A new era of cyber-criminals There’s been heightened focus on the cybersecurity landscape this year due to COVID-19 and the sudden impact it’s had on our daily lives. With more of us working remotely and increasing our reliance on email, this has provided an open playground for cyber-criminals to manipulate. In fact, the ACCC has reported losses of more than $91 million so far in 2020, as scammers target personal information, leaving businesses and individuals on high alert. Security experts, such as Laura Hartley, Head of Public/Private Partnerships, Enterprise Security, NAB, and Ryan Janosevic, COO and Co-founder, RetrospectLabs, are at the forefront of industry discussion, as they work to enable organisations to protect against potential risks. At the top of their fields, Ryan and Laura give us a glimpse into the profile of a cybercriminal and insights into the most common cyber threats to businesses and individuals today.
“Cyber-criminals aren’t just a bunch of teenagers sitting in their basements anymore, they may have started out that way, but now they’re highly professional, structured and can be hired”, said Ryan. 14
Mirroring Ryan’s sentiment, Laura describes the recruitment process for cyber-criminals, also known as hackers, cyber actors or fraudsters. “Cyber-crime organisations actively target students as they are leaving university – graphic designers, computer programmers, you name it – offering them graduate programs and the opportunity to join their lucrative businesses”. Just as the skillsets of the people within cyber-crime are diversifying, so too are their motives.

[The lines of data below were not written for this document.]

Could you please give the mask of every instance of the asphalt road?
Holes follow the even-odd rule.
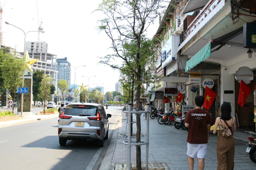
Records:
[[[58,118],[0,128],[2,169],[97,169],[105,156],[123,107],[109,106],[109,138],[103,148],[93,141],[58,142]]]

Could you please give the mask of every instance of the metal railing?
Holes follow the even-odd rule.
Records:
[[[128,124],[128,134],[127,140],[125,140],[123,142],[123,143],[127,145],[128,145],[128,148],[127,152],[127,167],[129,167],[131,169],[131,149],[132,145],[146,145],[146,170],[148,170],[148,144],[149,144],[149,103],[147,103],[147,111],[132,111],[132,104],[128,103],[128,111],[124,111],[123,112],[126,114],[128,114],[128,116],[127,117],[128,121],[127,121]],[[134,113],[135,114],[140,114],[141,113],[148,113],[147,114],[147,127],[146,132],[147,136],[146,137],[146,141],[141,140],[140,142],[136,142],[136,140],[132,140],[131,139],[131,125],[132,123],[135,123],[132,122],[131,120],[132,114]]]

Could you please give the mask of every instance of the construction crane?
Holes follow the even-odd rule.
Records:
[[[2,32],[2,22],[3,20],[3,6],[4,6],[4,4],[5,3],[6,1],[4,1],[3,3],[3,5],[2,7],[2,5],[1,5],[1,2],[0,2],[0,32]]]
[[[41,23],[40,25],[39,25],[39,17],[38,16],[38,8],[37,7],[37,0],[36,0],[36,7],[37,7],[37,19],[38,19],[38,31],[42,31],[43,30],[43,28],[42,28],[42,23],[43,23],[43,22],[41,21]],[[40,31],[38,31],[38,43],[39,43],[40,42]]]

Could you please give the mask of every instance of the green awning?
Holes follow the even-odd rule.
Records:
[[[210,42],[186,62],[185,72],[187,72],[188,70],[191,69],[210,56],[211,56]]]

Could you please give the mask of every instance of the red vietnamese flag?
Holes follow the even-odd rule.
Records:
[[[243,80],[241,80],[238,102],[238,104],[241,106],[241,107],[243,106],[243,105],[245,102],[245,99],[251,91],[252,89]]]
[[[166,97],[164,97],[164,99],[163,99],[164,103],[168,103],[169,102],[169,99],[167,98]]]
[[[204,102],[203,107],[207,110],[209,110],[213,104],[216,96],[216,93],[210,89],[207,86],[205,87],[205,94],[204,94]]]
[[[182,100],[182,98],[183,98],[183,95],[179,92],[178,91],[178,96],[177,97],[178,102],[179,103],[181,102],[181,100]]]

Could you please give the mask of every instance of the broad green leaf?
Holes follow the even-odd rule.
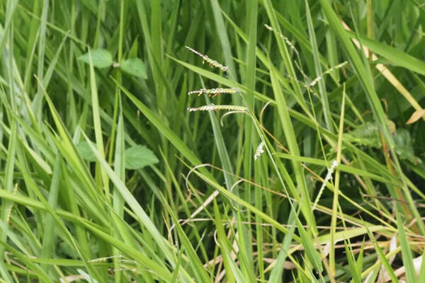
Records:
[[[141,169],[159,162],[152,151],[145,146],[137,145],[125,149],[125,157],[128,169]]]
[[[139,58],[130,58],[120,64],[120,68],[125,72],[142,79],[147,79],[146,67]]]
[[[109,51],[104,49],[95,49],[90,50],[90,53],[91,54],[91,62],[93,63],[93,66],[96,67],[96,68],[107,68],[112,65],[112,54]],[[89,52],[84,53],[78,57],[78,59],[84,62],[84,63],[90,64]]]
[[[358,39],[355,33],[348,31],[346,33],[351,38]],[[424,61],[376,40],[361,37],[360,41],[366,47],[390,60],[395,65],[402,67],[421,75],[425,75],[425,63]]]
[[[87,161],[94,162],[96,161],[96,156],[93,154],[93,151],[90,149],[89,144],[86,141],[82,141],[78,143],[75,147],[79,155]]]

There are three types of cyber fraudsters out there: • Hacktivists, who are politically motivated and aligned with a cause; • Cybercriminals, who are financially motivated. They are interested in stealing your data and turning that theft into a financial return; and • Nation state actors, who work for governments to disrupt or compromise other governments, organisations or individuals to gain access to valuable data or intelligence and can create incidents that have international significance.